“I must or the Other will go on a rampage. I cannot control it.”
A cold flush washed through him as he recalled the massacre in the glade.
“That is all I have time to tell you.” Zev turned away. “Let’s go, Dyna.”
Cassiel glanced back and forth between them. “Go where?”
“In the forest,” she said. “I have to chain him to a tree.”
He glared at Zev. “You have her do such a barbaric thing?”
“I have to,” she cut in defensively. “Zev can’t touch the chains. They’re made of silver.”
He looked down at the ugly mound of metal. The chains were an exact match for the odd scars marking Zev’s body.
Dyna riffled through her satchel and pulled out a vial. The one with the murky substance she had fed Zev when he was poisoned with silver.
“What is that?” Cassiel asked.
“Wolfsbane. It helps to subdue the Other.” Dyna gathered the chains and headed with Zev toward the woods.
Cassiel rubbed his face and exhaled heavily. “I shall accompany coming.”
He took a stick from the fire to use as a torch and walked ahead before he could question the decision. He was morbid enough to want to see what the Other looked like, and he needed to be sure it wouldn’t harm Dyna while being restrained.
No one spoke. Their steps crunched over fallen leaves, and their breaths clouded in the chilly air. The forest darkened with the descent of the sun. The shrubs chirped with crickets and mice. An owl hooting overhead, an audience to their somber march.
Zev stopped in front of an old elm tree, with a strong trunk and thick protruding roots. “This one.”
Dyna dropped the chains there and set down the vial by her feet. Her hands shook as she untangled the mass and gathered the pair of manacles. She wound the long chains around the tree once. Then she stood in front of Zev, not looking at him.
“It’s necessary,” he said.
“It’s unbearable.” She strangled the chains tight. “But I gave you my word.”
Zev held out his hands as a prisoner would. She unlatched a manacle and enclosed it over his right wrist.
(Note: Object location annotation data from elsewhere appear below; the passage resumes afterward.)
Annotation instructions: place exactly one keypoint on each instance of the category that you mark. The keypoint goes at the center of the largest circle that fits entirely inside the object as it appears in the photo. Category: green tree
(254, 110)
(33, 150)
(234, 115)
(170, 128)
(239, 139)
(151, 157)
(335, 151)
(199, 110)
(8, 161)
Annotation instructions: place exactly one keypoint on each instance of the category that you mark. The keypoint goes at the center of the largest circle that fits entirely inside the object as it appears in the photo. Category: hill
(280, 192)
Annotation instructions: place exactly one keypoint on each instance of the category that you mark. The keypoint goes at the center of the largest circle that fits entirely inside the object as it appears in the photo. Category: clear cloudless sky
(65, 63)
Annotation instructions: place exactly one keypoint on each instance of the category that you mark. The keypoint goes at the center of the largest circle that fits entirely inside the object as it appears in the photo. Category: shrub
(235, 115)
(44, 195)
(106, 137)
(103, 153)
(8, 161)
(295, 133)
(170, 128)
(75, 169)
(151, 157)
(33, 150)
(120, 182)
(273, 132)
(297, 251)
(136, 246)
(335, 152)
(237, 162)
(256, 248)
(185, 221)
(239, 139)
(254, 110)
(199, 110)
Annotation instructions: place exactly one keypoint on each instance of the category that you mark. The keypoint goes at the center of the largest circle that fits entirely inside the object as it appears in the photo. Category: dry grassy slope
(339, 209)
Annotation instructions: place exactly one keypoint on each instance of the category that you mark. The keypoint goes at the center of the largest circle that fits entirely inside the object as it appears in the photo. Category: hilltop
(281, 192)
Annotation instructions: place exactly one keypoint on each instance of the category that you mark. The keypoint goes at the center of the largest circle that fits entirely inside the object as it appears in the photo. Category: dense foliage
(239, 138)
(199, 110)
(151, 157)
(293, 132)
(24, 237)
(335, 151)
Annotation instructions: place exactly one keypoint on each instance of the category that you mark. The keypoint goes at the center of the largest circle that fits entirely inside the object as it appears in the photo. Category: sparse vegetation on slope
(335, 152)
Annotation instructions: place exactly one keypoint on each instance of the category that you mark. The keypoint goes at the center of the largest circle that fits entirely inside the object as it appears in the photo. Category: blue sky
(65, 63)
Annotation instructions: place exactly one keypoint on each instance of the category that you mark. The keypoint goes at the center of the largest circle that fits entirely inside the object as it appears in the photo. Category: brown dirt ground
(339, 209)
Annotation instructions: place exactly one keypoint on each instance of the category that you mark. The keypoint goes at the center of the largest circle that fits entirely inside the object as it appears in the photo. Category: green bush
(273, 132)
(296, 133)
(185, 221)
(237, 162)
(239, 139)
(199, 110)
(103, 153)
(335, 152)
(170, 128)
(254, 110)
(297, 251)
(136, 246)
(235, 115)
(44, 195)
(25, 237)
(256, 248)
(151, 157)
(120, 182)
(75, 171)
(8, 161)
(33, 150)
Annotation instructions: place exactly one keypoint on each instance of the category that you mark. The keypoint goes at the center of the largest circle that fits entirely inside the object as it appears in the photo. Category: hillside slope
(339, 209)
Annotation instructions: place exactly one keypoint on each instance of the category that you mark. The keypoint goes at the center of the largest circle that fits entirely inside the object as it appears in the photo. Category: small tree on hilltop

It clamped shut with a loud clang. He cried out and fell to his knees. His skin sizzled against the metal, smoke rising from beneath.
Dyna bit her lip, her face crumbling. “I’m so sorry.”
Cassiel cringed, trying not to inhale the smell of scorched skin. Zev endured this each month?
“The next one,” Zev said through his clenched teeth. He lifted his free, limp hand. Once she attached it to his wrist, he would be secured to the tree. “Hurry, the moon is coming.”
She quickly unlocked the second manacle. Zev’s head jerked upright and he looked past her, his eyes flashing yellow.
“What is it?” Dyna spun around.
Cassiel scanned the dark woods. All three of them holding still and silent. Nothing moved or made a sound, but goosebumps prickled across his arms.
“Something is there,” he said under his breath. He dropped the torch in the mud and whipped out his flaming sword.
A black streak burst through the trees and tackled Dyna to the ground. Her scream rang in the woods. Cassiel stood frozen in place at the sight of the wolf on top of her, teeth bared in her face. Dyna didn’t move, her wide terrified eyes fixed on it.
“No, Tasnia!” Zev shouted at it. “Look at me!”
The wolf did and snarled viciously, drool seeping through its trembling teeth.
“I know you’re angry,” Zev said shakily. He held out his chained hand to the wolf pleadingly. “You want revenge for Owyn and the others, but my cousin had nothing to do with it. Please, don’t hurt her.”